Addressing one of the most controversial issues facing national security in the modern world, NYU held an event Thursday to discuss the merits and drawbacks of whistleblowing.
Former Central Intelligence Agency and National Security Agency officers spoke about the importance of understanding whistleblowing at a Gallatin School of Individualized Study event. The conversation centered around two panels of various whistleblowers, advocates and historians who discussed the history, evolution and impact of whistleblowing as well as its relationship to national security.
One of the panelists was former CIA Counterterrorism Officer John Kiriakou, who blew the whistle in 2007 on the CIA’s torture of suspected al-Qaeda operatives and was subsequently indicted under the Espionage Act of 1917.
“I was passed over for a promotion after expressing that I didn’t want anything to do with the torture program,” Kiriakou said. “You can’t possibly feel more alone on the day you are arrested.”

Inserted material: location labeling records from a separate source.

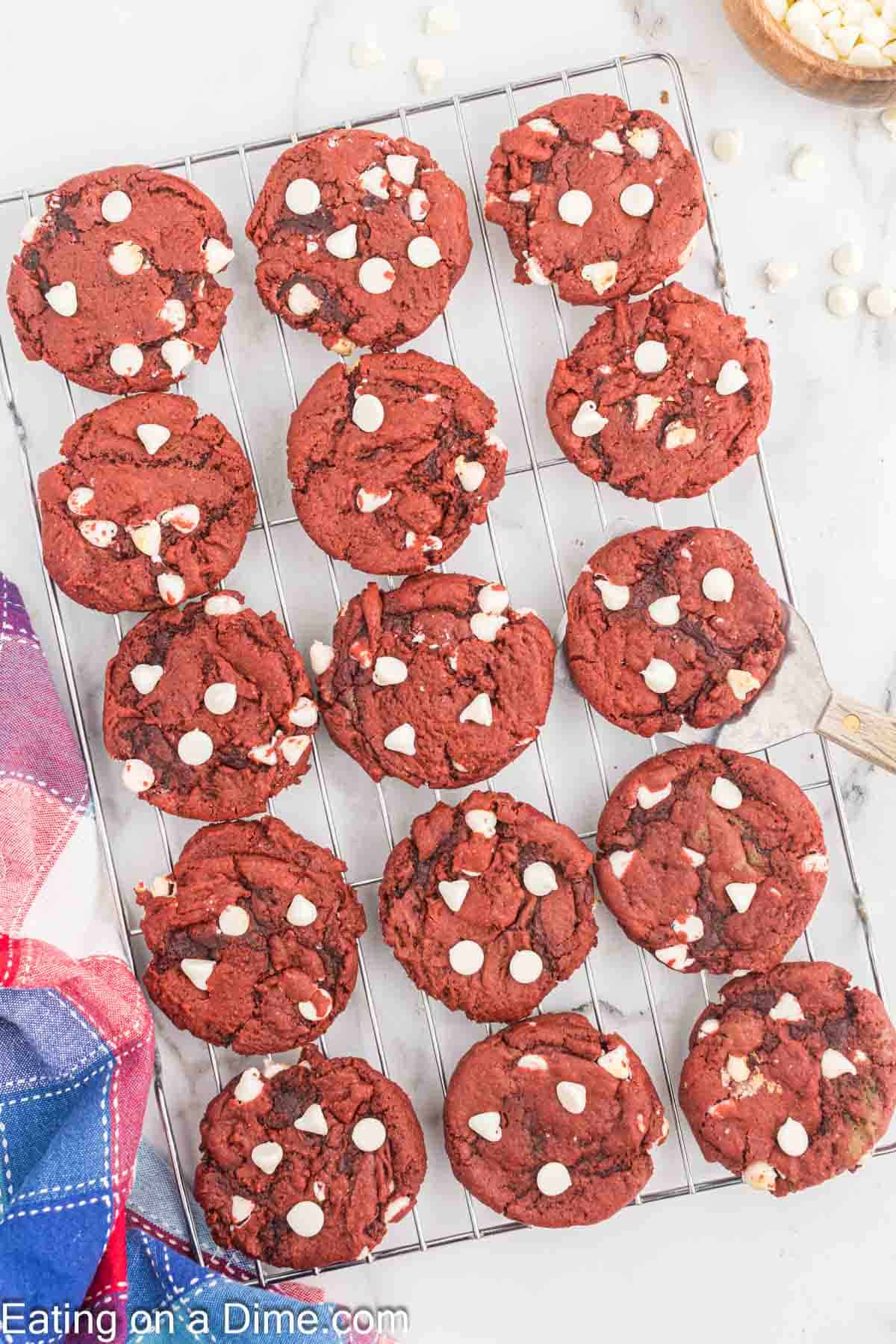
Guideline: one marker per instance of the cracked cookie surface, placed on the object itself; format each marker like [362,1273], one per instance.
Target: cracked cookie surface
[712,860]
[553,1122]
[114,284]
[393,461]
[252,937]
[361,240]
[791,1077]
[600,201]
[210,709]
[309,1164]
[669,432]
[438,682]
[672,626]
[152,499]
[489,905]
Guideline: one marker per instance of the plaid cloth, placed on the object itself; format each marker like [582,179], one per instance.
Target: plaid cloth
[78,1233]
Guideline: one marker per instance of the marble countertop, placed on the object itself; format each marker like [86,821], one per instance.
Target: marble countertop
[116,87]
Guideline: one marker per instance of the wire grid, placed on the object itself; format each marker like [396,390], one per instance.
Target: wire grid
[267,526]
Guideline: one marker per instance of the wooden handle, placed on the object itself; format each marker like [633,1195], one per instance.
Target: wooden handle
[864,732]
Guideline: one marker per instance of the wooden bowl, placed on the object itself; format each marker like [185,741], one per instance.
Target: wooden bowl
[820,77]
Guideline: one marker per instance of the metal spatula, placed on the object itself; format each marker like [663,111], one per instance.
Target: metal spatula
[798,699]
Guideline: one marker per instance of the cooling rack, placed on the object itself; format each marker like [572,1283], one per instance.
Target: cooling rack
[538,534]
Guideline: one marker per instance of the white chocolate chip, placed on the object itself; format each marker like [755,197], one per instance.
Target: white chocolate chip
[63,299]
[477,712]
[742,683]
[650,356]
[402,739]
[786,1009]
[620,860]
[526,967]
[575,208]
[368,1135]
[726,793]
[648,799]
[390,671]
[137,776]
[487,1125]
[171,589]
[793,1137]
[601,275]
[376,276]
[615,596]
[454,893]
[617,1063]
[302,196]
[99,531]
[153,437]
[637,201]
[220,697]
[553,1179]
[320,656]
[301,302]
[588,420]
[469,473]
[423,252]
[718,585]
[195,747]
[127,361]
[368,413]
[198,971]
[467,957]
[664,611]
[116,208]
[305,1218]
[660,676]
[741,894]
[343,243]
[233,921]
[178,354]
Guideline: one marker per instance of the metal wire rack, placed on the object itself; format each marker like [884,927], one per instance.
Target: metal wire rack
[535,470]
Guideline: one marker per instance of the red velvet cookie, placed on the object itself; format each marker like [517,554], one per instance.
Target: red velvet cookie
[114,284]
[438,682]
[151,505]
[361,238]
[662,398]
[791,1078]
[393,461]
[252,937]
[308,1166]
[489,905]
[210,709]
[712,860]
[672,626]
[553,1122]
[595,199]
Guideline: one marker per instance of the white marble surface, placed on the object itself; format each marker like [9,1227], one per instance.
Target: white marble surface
[114,85]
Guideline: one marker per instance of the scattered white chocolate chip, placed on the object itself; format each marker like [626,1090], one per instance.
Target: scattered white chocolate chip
[63,299]
[198,971]
[553,1179]
[487,1125]
[402,739]
[637,201]
[793,1137]
[660,676]
[454,893]
[467,957]
[575,208]
[526,967]
[233,921]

Another panelist was former NSA Senior Executive Thomas Drake, who exposed the United States government’s violations of the rights of citizens through secret mass surveillance after 9/11 and intelligence failures. He was indicted in 2010 by the Obama administration, also under the Espionage Act.
“When the FBI pulled up beside my home on [Nov. 20], 2007, I felt a lump in my throat,” Drake said. “They had what they called a ‘mole-hunter unit’ trained in tracking down spies to come after me. The government believed that what I had done was worse than what spies do and I was called an ‘enemy of the state,’ What does that say about our democracy?”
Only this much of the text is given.